Mechanisms and Materials for Alkaline Hydrogen Electrocatalysis

2017 Spring Symposium

Maureen Tang, Chemical and Biological Engineering, Drexel University, Philadelphia, PA

Abstract – Hydrogen is a potential low cost, scalable energy storage medium for renewable electricity generation. More importantly, study of the hydrogen electrode reactions has led to the discovery of many of the fundamental concepts in electrochemistry and electrocatalysis. It has long been recognized that the reaction rates of the hydrogen oxidation and hydrogen evolution reactions (HOR and HER) are slower in basic than acidic electrolytes, even though the surface intermediate of adsorbed hydrogen is independent of solution pH. Understanding the root of this observation is critical to designing catalysts for a multitude of electrochemical reactions with relevance to energy conversion and storage. In this work, we undertake both applied and fundamental efforts to understand the mechanisms and develop low-cost, active catalysts for the hydrogen reactions in base.
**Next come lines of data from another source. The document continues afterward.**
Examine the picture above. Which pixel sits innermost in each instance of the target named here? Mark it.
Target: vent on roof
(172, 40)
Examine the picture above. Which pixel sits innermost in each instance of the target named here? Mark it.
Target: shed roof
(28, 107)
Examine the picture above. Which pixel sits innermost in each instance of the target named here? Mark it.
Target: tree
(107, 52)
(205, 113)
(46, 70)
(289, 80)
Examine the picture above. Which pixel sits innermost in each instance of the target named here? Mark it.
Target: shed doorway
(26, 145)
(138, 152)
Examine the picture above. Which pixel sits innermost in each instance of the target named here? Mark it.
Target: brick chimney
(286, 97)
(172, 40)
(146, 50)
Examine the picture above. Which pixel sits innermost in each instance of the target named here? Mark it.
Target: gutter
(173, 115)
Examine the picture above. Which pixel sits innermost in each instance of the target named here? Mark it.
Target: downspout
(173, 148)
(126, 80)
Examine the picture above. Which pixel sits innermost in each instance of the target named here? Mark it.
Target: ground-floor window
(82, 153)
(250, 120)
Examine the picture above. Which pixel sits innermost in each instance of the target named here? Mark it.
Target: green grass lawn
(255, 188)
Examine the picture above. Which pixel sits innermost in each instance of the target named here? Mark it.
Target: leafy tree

In the first part of the talk, we utilize a theory-guided approach to develop nickel-silver catalysts for alkaline hydrogen evolution and oxidation. Density-functional-theory calculations predict these alloys will be active for hydrogen evolution and oxidation. To circumvent the thermodynamic insolubility of these two metals and isolate catalytic activity, we employ an uncommon physical vapor codeposition synthesis. Our measurements show that the alloy is indeed more active for hydrogen evolution than pure nickel. In the second part of the talk, we examine specifically the hypothesis that water orientation governs the rate of hydrogen adsorption and thus the overall HER/HOR kinetics by modulating the potential of zero charge of oxide supports in acid and base. Finally, we combine microkinetic modeling and single-crystal measurements to determine if adsorbed hydroxide functions as an active intermediate or spectator in the reaction. The results of these studies highlight the importance of kinetic barriers, as well as adsorption energies, and contribute to resolving a long-standing paradox in electrocatalysis and surface science.

Biography – Maureen Tang joined the faculty of Chemical and Biological Engineering at Drexel University in Fall 2014. She received her B.S. in Chemical Engineering from Carnegie Mellon University and her Ph. D. from the University of California, Berkeley. While at Berkeley, she received a NSF Graduate Research Fellowship, an NSF East Asia Pacific Summer Fellowship, and the Daniel Cubiciotti Student Award of the Electrochemical Society. Dr. Tang has completed postdoctoral work at Stanford University and research internships at Kyoto University, the University of Dortmund, and Dupont. Her research at Drexel develops materials, architectures, and fundamental insight for electrochemical energy storage and conversion.